Wednesday, June 26, 2013

ETC1 textures loading and alpha handling with Android NDK



 In this post I will describe how to work with ETC1 textures.

 What are compressed textures good for?

 You are probably familiar with image formats like .png and .jpg. The first one employs lossless compression while the second uses lossy compression. Usually the .jpg files are smaller for the same image for price of decreased quality.
 Regardless the way the image is stored compressed on the disk, when you load and extract it into memory it bloats to its uncompressed size. For RGBA 8888 it is 32 bits per each one pixel. So when your 1024x1024 image as a texture may eat 4MB of precious video memory
  Beside these well known image formats there are also formats that compress the texture and it stays compressed on GPU. These formats can drastically reduce number of bits required for each pixel.
 Unfortunately, when coding for Android these formats are vendor specific. Currently there are four of them: ETC1, PVRTC, ATITC, S3TC. See more here.

 Only ETC1 is available on all Android devices so the rest of the article is about this format. But it lacks one important thing - it does not support textures with alpha. Fortunately, there are ways how to bypass this. As mentioned before, these format means that texture stays compressed on GPU being decompresssed on the fly which will reduce texture space used as well as increase performance of your openGL game (reduced data bandwidth).

 Another atractiviy of these texture formats comes from fact that you do not need to include any image unpacking library like libpng into your game. Nor you need to load images on the java side like I was describing in my older post (Load images under Android with NDK and JNI).

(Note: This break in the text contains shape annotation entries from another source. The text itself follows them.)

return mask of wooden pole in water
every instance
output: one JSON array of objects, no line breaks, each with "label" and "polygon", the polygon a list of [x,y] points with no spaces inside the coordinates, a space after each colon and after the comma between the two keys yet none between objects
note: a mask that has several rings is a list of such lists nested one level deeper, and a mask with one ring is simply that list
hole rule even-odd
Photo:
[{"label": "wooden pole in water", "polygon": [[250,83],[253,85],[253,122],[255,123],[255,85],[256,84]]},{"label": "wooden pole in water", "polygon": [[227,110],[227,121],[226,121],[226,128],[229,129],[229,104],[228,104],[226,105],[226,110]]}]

 The drawback is that textures in its compressed form are bigger than .jpg or .png files with the same image, so more disk space will be consumed. Further in the article I will also describe way how I solved it.


Creating ETC1 texture

 Every GPU vendor has its own set of tools including tool for compressing textures. I am using tool from ARM (load it here). After you run the tool you will get initial screen. Open image file with you texture (do not forget that open GL ES needs height and width to be power of 2) and you should get screen like this:

 Select the texture(s) in left panel and press "Compress" icon (). The compression parameters panel will pop up:


 Choose ETC1/ETC2 tab (1.) and select PKM as output format. PKM is very simple format that ads small header to compressed data. The header is this:

+0: 4 bytes header "PKM "
+4: 2 bytes version "10"
+6: 2 bytes data type (always zero)
+8: 2 bytes extended width
+10: 2 bytes extended height
+12: 2 bytes original width
+14: 2 bytes original height
+16: compressed texture data

 In ETC1 format each 4x4 pixel bloc is compressed into 64 bits. So the extended width and height are the original dimensions rounded up to multiple of four. If you are using power of 2 textures then the original and extended dimensions are the same.

 From these parameters you can calculate the size of compressed data like this:

(extended width / 4) * (extended height / 4) * 8

 This formula just says: there is so many 4x4 pixel blocks and each of them is 8 bytes long (64 bits).

 Parameters marked 2. and 5. on the picture will affect quality of compression. The compression takes quite a lot of time. So during development you can use worse quality if you do not want to wait. But be sure that when finishing your game you use maximum quality - the size of output remains the same.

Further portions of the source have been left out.